Вот он, шестнадцатилетний, увидел рудник, опустился в шахту. На пути его будет немало пещер, каменоломен, рудников, возбуждающих и утоляющих любознательность, и нам не устоять на зыбкой лесенке, пока он высматривает, исследует, идет дальше, — ведь на это ушел долгий ряд десятилетий, — поэтому вернемся в наш XX век, достанем с полки старую добрую книгу Тиссардье «Мученики науки» и откроем ту ее часть, где изображены на рисунке худой, с гордо поднятой головой старик — он полулежит в углу темницы — и молодой король Генрих III. Темница эта — Бастилия, в которой и умер не помирившийся с миром мастер за двести лет до того дальнего дня, когда она была разрушена революцией…

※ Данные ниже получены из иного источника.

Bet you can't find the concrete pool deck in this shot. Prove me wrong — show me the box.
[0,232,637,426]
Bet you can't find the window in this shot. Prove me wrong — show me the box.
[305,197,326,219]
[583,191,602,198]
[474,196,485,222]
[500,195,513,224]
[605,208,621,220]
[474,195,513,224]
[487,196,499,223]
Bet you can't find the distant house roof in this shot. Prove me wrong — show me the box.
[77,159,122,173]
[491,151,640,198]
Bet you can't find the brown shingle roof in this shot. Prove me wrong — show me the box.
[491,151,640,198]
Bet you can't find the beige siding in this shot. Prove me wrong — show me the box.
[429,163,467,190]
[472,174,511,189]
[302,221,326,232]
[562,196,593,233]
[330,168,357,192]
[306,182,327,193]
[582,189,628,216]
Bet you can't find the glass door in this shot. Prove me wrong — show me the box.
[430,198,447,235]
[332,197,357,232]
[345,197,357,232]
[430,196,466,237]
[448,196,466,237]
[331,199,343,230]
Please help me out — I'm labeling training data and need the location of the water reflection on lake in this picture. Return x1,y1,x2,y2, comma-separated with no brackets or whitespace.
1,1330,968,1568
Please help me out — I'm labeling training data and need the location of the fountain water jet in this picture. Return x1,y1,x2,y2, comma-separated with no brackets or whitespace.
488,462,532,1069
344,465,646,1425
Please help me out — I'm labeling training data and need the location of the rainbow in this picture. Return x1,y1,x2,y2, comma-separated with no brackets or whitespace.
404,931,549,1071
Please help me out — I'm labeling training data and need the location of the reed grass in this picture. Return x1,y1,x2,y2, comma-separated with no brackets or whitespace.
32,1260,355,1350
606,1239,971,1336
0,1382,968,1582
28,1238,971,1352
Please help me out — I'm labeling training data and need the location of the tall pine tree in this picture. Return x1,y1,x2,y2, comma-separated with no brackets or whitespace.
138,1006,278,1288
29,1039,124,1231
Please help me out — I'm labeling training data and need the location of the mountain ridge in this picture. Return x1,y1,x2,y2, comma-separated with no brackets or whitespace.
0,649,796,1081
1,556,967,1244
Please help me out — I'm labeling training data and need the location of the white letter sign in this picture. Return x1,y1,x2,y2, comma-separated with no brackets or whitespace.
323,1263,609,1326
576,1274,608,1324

Мы оставили молодого Палисси на одной из беспокойных дорог XVI века. Позднее в воспоминаниях (отрывки их дошли до наших дней и составляют лучшие строки в повествовании Тиссардье) он сам расскажет о том, как переходил с места на место, занимаясь одновременно ремеслом стекольщика, горшечника и землемера. Он побывал, работая, в Испании, Фландрии, Нидерландах, на берегах Рейна… Он видел мир не с высоты седла и не в безделье, составляющем иногда очарование путешествия, и это формировало особое, углубленно-сосредоточенное жизневосприятие. Сама дорога и само постижение новизны были высоким ремеслом. Он не наблюдал мироздание, а в нем жил.

Когда он поднимал с земли камень, чтобы не спеша его рассмотреть, или ощупывал в темноте стену пещеры, его пальцы умудрялись вобрать в себя уйму интересного и поучительного, именно потому что умели и любили работать. Он шел, и, по-видимому, бесконечность открывалась ему, как и его современнику Питеру Брейгелю, и в великом, и в малом. Величавое дерево… суровая кладка тысячелетней стены… тонкое изделие из серебра… красивые пейзажи… вызывали у него острое, почти завистливое любопытство, на дне которого жило кощунственное желание создать нечто будто бы и не созданное, а рожденное.

В этом состоянии духа он и заночевал однажды в доме немецкого ремесленника и утром за завтраком увидел фаянсовую чашку: она, казалось, пела в луче солнца. Чашку эту — дар итальянского мастера — ставили на стол, когда в доме оказывался гость. Эмаль, покрывавшая ее, была настолько нежна, что пальцы боялись до нее дотронуться.

Наконец Палисси решился, с величайшей почтительностью поднял чашку и начал почти молитвенно рассматривать. Неужели это дело человеческих рук?! Разве можно создать невесомую ослепительную бабочку или нежную набухающую весеннюю почку! А она, эта чашка?! Такое же чудо. Недаром мастера по фаянсу, рассказывал кто-то, строго оберегают тайну собственного ремесла. Ремесла? Но тогда и он, ремесленник Палисси, может создать это?! Нет, несбыточно… В тот день он твердо решил, чего бы это ему ни стоило, несмотря ни на что, открыть тайну фаянса.